New York DFS Issues Report Detailing Findings From Its Investigation of Facebook Data Privacy Practices
Blood pressure readings, menstrual cycles, and pregnancy status are among the types of sensitive personal data Facebook was caught collecting from third-party app developers without users' knowledge or permission. After a 2019 Wall Street Journal article exposed the practice, New York Governor Andrew Cuomo called on the New York State Department of Financial Services (DFS) to investigate the allegations, describing the practice as an outrageous abuse of privacy. DFS licenses a Facebook money transmitter subsidiary, Facebook Payments, Inc., but the investigation found it "had no involvement in the privacy issues examined." Given that Facebook, the parent, agreed to cooperate "fully" with the DFS investigation, the parties avoided any issues as to jurisdiction.
On February 18, 2021, DFS released a report summarizing its investigation. The findings included the fact that Facebook regularly obtained sensitive personal data from app developers, stored the data on its servers, and analyzed it for use in generating targeted ads—all of which violated Facebook's own policies.
Facebook's ad revenues—which totaled nearly $87 billion in 2020—account for 98.5% of its global revenue. One of Facebook's most powerful tools is a sophisticated data analytics system used to ensure advertising is targeted based on a user's data. Facebook offers website owners and app developers free access to its online data analytics services whereby the developers program their software to collect certain data about users. That data is then sent to Facebook's analytics service so it can be analyzed.
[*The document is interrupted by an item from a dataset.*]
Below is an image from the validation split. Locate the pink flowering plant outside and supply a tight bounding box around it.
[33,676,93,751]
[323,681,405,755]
Lastly, the Facebook analytics service provides the developer with an analysis of that usage data, which is often linked with other data that Facebook has on a user.
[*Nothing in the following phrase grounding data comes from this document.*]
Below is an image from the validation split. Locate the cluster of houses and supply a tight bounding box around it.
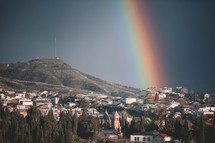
[0,87,215,143]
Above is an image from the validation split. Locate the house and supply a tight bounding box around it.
[102,129,120,139]
[125,97,137,104]
[84,108,99,116]
[154,134,171,143]
[67,102,78,108]
[16,90,26,98]
[130,132,155,143]
[158,93,166,100]
[160,87,172,93]
[102,110,111,128]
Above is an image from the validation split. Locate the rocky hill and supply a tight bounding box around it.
[0,59,140,96]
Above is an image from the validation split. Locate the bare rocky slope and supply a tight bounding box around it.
[0,59,140,96]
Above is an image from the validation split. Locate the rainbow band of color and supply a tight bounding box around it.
[113,0,161,88]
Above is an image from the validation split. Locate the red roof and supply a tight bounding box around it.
[148,95,155,99]
[205,122,213,126]
[160,134,170,138]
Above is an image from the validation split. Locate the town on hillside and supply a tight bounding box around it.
[0,87,215,143]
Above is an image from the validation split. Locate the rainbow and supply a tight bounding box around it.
[112,0,164,88]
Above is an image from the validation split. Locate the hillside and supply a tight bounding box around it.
[0,59,140,96]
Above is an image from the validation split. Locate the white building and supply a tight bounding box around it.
[130,132,155,143]
[160,87,172,93]
[125,98,137,104]
[158,93,166,100]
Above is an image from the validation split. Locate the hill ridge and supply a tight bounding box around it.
[0,59,140,96]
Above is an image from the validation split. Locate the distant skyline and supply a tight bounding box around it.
[0,0,215,93]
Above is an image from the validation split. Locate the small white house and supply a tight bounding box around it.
[125,98,137,104]
[130,132,155,143]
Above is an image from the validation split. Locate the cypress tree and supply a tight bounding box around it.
[72,113,78,135]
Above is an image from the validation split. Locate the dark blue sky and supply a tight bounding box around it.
[0,0,215,93]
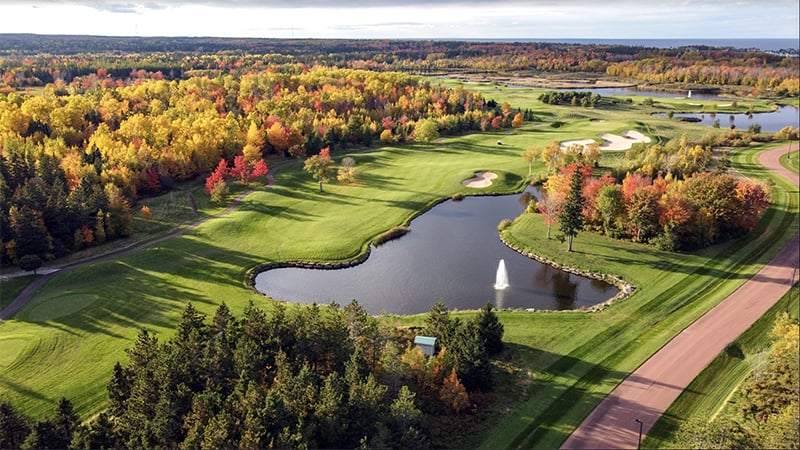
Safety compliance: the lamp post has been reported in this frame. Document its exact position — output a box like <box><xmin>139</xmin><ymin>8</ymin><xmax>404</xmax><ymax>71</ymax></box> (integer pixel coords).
<box><xmin>636</xmin><ymin>418</ymin><xmax>644</xmax><ymax>449</ymax></box>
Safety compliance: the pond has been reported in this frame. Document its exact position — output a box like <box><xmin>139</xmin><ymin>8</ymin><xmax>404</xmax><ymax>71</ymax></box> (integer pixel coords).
<box><xmin>655</xmin><ymin>106</ymin><xmax>800</xmax><ymax>133</ymax></box>
<box><xmin>506</xmin><ymin>84</ymin><xmax>732</xmax><ymax>100</ymax></box>
<box><xmin>256</xmin><ymin>188</ymin><xmax>618</xmax><ymax>314</ymax></box>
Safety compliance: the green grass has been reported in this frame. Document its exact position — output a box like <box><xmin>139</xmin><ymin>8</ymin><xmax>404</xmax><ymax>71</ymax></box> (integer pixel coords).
<box><xmin>0</xmin><ymin>275</ymin><xmax>36</xmax><ymax>309</ymax></box>
<box><xmin>642</xmin><ymin>283</ymin><xmax>800</xmax><ymax>448</ymax></box>
<box><xmin>781</xmin><ymin>151</ymin><xmax>800</xmax><ymax>173</ymax></box>
<box><xmin>0</xmin><ymin>86</ymin><xmax>798</xmax><ymax>447</ymax></box>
Facebook policies outline the types of information it collects from partners and places responsibility on these partners to ensure that they have the legal right to collect, use, and share user data before providing it to Facebook. It also prohibits app developers and third parties from sending Facebook sensitive data such as health and financial information. During the investigation, however, Facebook admitted that it uncovered many examples where developers violated the policies by regularly sending sensitive data to Facebook. Notably, Facebook maintains that it stored and analyzed the personal data unwittingly because its internal controls were not effective at enforcing the policy.
Facebook has since implemented remedial measures, including building a screening tool to reject sensitive health information and imposing enhanced app developer education. However, DFS noted that Facebook failed to "engage fully" with respect to other remediation proposals, and that Facebook's effort to enforce its own policies against collection of sensitive data was "seriously lacking." DFS further indicated it would like to see greater transparency in the form of detailed disclosures of the sensitive data that was collected and analyzed in the past—along with more strict enforcement of its data-sharing policies in the future—and called on federal regulators with nationwide jurisdiction to compel Facebook to provide full transparency.
Similar to DFS's investigation and report on the Twitter hack—and Twitter's lack of cybersecurity protections that allowed the accounts of cryptocurrency firms and well-known public figures to be hacked—DFS emphasized that this is another incident demonstrating the need for greater oversight of social media and technology companies. DFS concluded its investigative report with the following call to action: "Our regulatory institutions need to rapidly adapt to the challenges presented by social media giants, big tech, and the analytics industry, and it is imperative that we put in place a clear nationwide legal framework for accountability enforced by a robust federal regulator."